What NVIDIA has developed is an in-order architecture that relies on a dynamic optimization program (running on one of the two CPUs) to calculate and optimize the most efficient way to execute code. This data is then stored inside a special 128MB buffer of main memory.

The advantage of decoding and storing the most optimized execution method is that the chip doesn't have to decode the data a second time once needed -- it can simply grab that information from memory. Furthermore, this kind of approach may pay dividends on tablets, where users tend to use a small subset of applications. Once Denver sees you run Facebook or Candy Crush a few times, it's got the code optimized and waiting -- there's no need to keep decoding it for execution over and over.



To be clear, we're not claiming Project Denver is a Transmeta rehash. Transmeta used a native VLIW (very long instruction word) architecture and a translation engine to run x86 code on a non-x86 CPU. Project Denver doesn't do this -- the entire chip is ARM-compatible start to finish. The one characteristic of a VLIW CPU that it shares is that it packs a great many execution units -- Denver can execute up to 7 instructions in a single cycle.

Denver's large L1 instruction cache (128KB, compared to 32KB for a typical Cortex-A15) is partly a nod to the need to keep more optimized instructions sitting local to the CPU. The chip also has a larger than normal L1 data cache (64KB compared to 32KB on the Cortex-A15).

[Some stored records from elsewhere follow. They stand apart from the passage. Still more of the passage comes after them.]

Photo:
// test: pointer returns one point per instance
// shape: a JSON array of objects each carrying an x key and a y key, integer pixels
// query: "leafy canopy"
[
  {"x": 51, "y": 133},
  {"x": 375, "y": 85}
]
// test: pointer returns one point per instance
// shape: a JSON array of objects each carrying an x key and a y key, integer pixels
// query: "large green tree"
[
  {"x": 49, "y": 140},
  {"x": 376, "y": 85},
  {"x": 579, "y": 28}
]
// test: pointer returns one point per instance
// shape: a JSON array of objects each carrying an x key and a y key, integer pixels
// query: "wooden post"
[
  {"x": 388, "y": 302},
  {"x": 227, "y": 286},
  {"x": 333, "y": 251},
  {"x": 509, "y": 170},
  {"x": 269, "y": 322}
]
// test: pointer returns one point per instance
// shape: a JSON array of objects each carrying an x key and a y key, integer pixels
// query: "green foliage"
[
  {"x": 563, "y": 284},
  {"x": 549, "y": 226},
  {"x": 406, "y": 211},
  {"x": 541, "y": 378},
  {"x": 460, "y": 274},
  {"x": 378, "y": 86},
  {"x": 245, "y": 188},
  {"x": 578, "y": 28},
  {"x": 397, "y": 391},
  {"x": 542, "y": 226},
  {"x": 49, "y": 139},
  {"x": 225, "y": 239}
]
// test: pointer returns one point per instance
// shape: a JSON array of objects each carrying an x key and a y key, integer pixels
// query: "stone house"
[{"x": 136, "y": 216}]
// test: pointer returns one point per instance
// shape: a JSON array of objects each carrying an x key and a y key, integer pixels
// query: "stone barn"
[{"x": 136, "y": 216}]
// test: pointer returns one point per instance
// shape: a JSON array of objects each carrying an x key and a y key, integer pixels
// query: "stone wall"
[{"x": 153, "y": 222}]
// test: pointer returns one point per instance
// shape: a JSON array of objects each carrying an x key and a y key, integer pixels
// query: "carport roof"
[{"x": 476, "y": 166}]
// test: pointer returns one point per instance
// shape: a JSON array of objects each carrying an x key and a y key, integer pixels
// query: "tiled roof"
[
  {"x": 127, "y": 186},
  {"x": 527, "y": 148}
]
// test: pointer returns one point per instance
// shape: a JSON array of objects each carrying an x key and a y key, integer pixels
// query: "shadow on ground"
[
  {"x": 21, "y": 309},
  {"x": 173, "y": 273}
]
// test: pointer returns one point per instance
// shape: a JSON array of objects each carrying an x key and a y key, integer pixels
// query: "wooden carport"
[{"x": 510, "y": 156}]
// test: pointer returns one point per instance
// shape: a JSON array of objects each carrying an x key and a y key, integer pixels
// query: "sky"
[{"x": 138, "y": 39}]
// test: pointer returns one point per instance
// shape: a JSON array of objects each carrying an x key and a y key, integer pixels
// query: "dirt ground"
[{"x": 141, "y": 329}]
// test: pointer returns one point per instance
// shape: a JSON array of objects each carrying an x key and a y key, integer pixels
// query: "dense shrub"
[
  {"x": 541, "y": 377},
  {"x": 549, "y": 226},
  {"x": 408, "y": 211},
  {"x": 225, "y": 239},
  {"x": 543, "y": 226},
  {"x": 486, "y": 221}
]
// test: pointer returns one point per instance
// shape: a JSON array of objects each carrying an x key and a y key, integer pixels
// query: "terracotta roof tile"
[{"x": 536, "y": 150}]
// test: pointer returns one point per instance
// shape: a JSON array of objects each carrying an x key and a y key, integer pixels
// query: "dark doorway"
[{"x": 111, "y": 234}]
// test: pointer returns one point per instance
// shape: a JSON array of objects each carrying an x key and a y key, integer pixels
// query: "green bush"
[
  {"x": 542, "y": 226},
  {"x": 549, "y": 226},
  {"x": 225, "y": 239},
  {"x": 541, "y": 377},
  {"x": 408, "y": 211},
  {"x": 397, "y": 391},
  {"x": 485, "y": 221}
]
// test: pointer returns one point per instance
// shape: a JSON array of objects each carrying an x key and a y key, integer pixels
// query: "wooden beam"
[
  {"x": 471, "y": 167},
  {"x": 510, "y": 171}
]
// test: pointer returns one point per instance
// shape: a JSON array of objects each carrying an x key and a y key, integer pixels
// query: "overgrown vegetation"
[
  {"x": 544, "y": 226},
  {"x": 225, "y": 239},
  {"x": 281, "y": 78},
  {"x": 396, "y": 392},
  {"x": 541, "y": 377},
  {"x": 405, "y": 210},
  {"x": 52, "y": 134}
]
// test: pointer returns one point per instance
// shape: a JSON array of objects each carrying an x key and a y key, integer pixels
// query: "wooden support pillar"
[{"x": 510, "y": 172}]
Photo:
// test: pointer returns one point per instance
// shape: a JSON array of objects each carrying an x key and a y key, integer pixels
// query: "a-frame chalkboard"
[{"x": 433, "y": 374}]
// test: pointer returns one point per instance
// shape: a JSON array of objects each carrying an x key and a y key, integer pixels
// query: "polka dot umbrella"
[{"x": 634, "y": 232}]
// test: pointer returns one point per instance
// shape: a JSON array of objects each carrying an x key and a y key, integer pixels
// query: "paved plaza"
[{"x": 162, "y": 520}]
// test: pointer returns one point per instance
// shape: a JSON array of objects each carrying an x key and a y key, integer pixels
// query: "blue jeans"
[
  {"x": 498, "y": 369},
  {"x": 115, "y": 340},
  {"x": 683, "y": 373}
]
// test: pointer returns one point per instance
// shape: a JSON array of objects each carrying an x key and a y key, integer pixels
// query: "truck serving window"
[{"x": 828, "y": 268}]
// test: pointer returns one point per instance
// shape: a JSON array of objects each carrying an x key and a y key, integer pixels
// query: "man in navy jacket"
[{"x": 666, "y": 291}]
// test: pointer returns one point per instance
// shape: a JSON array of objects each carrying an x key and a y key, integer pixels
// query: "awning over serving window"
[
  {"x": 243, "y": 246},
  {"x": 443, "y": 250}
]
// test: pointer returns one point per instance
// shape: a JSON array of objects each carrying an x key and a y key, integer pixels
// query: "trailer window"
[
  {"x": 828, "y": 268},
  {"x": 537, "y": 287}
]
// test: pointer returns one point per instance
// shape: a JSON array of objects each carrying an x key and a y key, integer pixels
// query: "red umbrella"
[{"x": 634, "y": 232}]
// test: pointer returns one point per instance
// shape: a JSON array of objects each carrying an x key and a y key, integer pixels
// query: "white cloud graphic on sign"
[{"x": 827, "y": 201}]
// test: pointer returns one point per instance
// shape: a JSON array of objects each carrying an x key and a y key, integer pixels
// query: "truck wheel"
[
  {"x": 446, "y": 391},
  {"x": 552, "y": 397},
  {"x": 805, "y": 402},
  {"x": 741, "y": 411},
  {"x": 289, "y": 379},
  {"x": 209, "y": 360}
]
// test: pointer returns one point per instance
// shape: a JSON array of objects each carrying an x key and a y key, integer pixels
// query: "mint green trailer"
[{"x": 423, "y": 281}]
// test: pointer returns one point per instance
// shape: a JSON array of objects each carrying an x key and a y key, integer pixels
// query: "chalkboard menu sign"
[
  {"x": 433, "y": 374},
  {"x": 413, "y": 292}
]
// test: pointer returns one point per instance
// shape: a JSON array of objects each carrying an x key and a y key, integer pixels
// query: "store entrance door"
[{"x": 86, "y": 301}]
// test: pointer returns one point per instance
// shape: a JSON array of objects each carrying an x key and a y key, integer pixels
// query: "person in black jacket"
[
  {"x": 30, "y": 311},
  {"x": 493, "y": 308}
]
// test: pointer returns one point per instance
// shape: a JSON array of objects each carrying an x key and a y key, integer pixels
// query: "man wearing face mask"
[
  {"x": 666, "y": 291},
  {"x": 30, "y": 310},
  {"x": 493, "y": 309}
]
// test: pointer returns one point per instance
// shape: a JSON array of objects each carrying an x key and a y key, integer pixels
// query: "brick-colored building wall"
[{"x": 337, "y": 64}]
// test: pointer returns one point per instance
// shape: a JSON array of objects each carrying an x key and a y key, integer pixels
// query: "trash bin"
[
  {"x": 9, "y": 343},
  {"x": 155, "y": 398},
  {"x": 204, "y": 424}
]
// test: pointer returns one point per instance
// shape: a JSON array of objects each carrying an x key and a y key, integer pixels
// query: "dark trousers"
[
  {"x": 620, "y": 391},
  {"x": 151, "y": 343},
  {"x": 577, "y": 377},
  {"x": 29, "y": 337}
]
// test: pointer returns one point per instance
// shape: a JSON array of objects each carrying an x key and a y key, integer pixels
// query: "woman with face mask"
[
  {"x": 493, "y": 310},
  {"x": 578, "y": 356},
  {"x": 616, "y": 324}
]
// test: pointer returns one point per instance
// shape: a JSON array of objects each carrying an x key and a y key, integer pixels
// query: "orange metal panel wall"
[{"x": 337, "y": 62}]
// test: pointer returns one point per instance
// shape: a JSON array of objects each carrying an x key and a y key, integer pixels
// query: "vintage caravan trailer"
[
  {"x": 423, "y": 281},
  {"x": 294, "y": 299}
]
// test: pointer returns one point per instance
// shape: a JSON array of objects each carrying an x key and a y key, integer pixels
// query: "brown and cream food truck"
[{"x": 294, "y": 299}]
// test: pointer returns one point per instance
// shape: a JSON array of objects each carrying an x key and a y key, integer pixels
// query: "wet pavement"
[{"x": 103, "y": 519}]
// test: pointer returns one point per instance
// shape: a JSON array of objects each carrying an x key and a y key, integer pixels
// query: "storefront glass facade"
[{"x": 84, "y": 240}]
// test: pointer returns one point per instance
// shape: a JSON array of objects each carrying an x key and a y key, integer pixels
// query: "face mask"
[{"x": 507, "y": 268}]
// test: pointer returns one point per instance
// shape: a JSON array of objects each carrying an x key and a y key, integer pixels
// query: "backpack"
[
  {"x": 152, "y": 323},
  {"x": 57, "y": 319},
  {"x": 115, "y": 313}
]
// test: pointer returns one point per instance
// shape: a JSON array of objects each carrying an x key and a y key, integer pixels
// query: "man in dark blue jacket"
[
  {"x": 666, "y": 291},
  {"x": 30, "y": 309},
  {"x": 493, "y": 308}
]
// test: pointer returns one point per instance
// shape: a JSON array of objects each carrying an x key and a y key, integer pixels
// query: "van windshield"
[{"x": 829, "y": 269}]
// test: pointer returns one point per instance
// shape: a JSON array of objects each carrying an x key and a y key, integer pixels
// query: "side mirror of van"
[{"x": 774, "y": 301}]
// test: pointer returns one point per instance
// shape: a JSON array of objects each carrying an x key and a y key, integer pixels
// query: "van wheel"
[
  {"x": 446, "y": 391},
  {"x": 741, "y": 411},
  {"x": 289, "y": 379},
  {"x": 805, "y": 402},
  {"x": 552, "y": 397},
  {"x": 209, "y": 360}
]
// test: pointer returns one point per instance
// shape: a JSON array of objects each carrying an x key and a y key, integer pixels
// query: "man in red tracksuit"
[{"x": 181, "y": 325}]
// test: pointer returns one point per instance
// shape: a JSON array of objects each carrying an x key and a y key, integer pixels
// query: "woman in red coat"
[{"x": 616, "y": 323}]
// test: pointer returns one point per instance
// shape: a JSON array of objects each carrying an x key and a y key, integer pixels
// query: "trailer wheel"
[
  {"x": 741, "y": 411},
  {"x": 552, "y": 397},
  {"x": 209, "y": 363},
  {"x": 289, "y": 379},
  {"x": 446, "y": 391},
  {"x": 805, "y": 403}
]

Tirias Research's whitepaper also reports that the chip includes a new deeper sleep state than was available on previous chips. The new larger dies are expected to compensate for fewer total cores with the wide design and optimized performance, though NVIDIA will still have to fight an uphill marketing battle.


Click to enlarge

I don't want to depend too much on marketing benchmarks, particularly from SPEC -- the test is common, but it's also easy to optimize for in corner cases. Still, this chip is fascinating. NVIDIA has taken the parts of Transmeta's initial approach that made sense and adopted them for the modern market and the ARM ecosystem -- while pairing them with the excellent GPU performance of Tegra K1's Kepler-based solution.

The 64-bit race just got a lot more interesting.